Motorcyclists are the real heroes, Rojas said, referring to civilians who rode in from nearby areas to help the victims.
At one point the road from Caracas collapsed under the number of people trying to help, and the government closed it. Today Rojas is required to obtain a safe-conduct pass to reach La Guaira.
It’s up to the government authorities, she said, “whether they give it to you.”
Abandoned by the government
Buildings in La Guaira account for half of the 58,870 damaged across the country, according to a NASA map. The building where Rojas had another apartment in the coastal city is one of those that fell like dominoes.
But she hasn’t had time to reflect on the losses or on the miracle of surviving the quakes. She’s been too busy organizing collection points for humanitarian assistance at Iglesia San Bernardino and Chacao, in two Caracas neighborhoods.
Read more ‘Horrific’: Lawmaker denounces conditions at Miramar ICE office as detentions ramp up
She has also joined human chains removing rubble in La Guaira, a task that will not be finished anytime soon.
“I spent 12 hours pulling debris. It was all people—100 men in a human chain—and the police were sitting in a guard booth, clean,” she said.
The first 48 hours were terrible, Rojas noted; she devoted herself to helping with rescues and bringing aid from Caracas because businesses in La Guaira are gone. In Caracas she could buy food and medicine, she said, although everything has to be bought in dollars.
“I bought things for the wounded, and no one from the government showed up,” Rojas said.
The other struggle was protecting children who have been left orphaned.
“We stopped many people who wanted to take children,” said Rojas, who was part of a group of women who took on that task.
Fortunately that situation has eased, she said, referring to fears that criminal gangs might try to traffic children, as the United Nations agency UNICEF has warned.
Venezuelans don’t give up
On the third day after the earthquakes, when rescue teams from El Salvador, Mexico and the United States began to arrive, Rojas sometimes drove them in her car to places where she had heard the voices of trapped survivors. In that case there was also a lack of government support, and the rescuers didn’t know where to go to be most effective.
More than a week after the natural disaster it is increasingly difficult to find survivors, she said, but Venezuelans have not given up.
“I have hope that people will hold on a little longer; many are trapped but with pockets of air,” Rojas added.
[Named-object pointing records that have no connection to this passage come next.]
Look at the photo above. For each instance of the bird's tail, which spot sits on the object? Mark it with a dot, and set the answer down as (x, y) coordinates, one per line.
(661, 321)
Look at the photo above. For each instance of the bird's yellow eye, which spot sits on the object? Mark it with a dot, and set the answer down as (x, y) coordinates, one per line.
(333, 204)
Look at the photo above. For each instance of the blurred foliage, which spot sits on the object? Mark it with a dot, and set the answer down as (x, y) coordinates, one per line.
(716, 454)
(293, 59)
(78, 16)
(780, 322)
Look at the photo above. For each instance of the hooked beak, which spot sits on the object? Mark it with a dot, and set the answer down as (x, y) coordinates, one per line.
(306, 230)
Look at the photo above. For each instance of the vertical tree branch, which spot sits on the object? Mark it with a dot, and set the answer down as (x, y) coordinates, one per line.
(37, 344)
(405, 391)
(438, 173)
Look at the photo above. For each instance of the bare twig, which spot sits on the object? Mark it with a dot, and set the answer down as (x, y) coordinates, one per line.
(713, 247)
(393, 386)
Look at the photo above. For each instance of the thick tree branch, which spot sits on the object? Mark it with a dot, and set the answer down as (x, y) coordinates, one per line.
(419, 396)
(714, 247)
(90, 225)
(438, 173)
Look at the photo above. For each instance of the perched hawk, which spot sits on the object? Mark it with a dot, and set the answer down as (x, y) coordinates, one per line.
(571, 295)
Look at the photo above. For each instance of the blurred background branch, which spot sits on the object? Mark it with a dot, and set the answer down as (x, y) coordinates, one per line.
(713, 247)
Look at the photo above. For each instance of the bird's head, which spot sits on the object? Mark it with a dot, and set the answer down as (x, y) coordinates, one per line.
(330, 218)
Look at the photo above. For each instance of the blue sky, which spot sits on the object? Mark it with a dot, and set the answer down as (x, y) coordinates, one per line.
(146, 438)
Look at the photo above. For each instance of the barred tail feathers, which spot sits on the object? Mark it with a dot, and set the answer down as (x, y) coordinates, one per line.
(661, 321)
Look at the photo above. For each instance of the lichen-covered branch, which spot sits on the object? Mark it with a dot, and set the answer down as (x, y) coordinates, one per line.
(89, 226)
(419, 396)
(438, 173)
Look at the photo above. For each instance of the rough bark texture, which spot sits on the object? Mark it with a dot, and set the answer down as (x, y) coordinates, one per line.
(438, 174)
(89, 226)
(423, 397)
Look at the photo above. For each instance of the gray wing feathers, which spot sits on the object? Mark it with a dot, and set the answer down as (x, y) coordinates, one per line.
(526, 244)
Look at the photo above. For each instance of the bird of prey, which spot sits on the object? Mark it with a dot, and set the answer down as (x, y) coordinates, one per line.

On Thursday, Hernán Alberto Flores Gil, a security guard who had spent eight days trapped under the rubble, protected by the guard booth where he worked in a building in La Guaira, was rescued. A Miami fire department team participated in the rescue, working for more than 50 hours.
Rojas said her concern now is what will happen to those left homeless.
“So far the government hasn’t figured out what to do with all those people,” she said.
La Guaira now has temporary field hospitals. Students and health professionals have also arrived from the Universidad Central de Venezuela.
Amid the pain, Rojas said, she has been amazed by human solidarity: “Volunteers arrive with arepas, with soup; people who have restaurants go and give them food.”
For those who want to help, she listed the most needed items: baby diapers, sardines, tuna, fruit purees, feminine sanitary pads, toothbrushes and toothpaste, and pet food.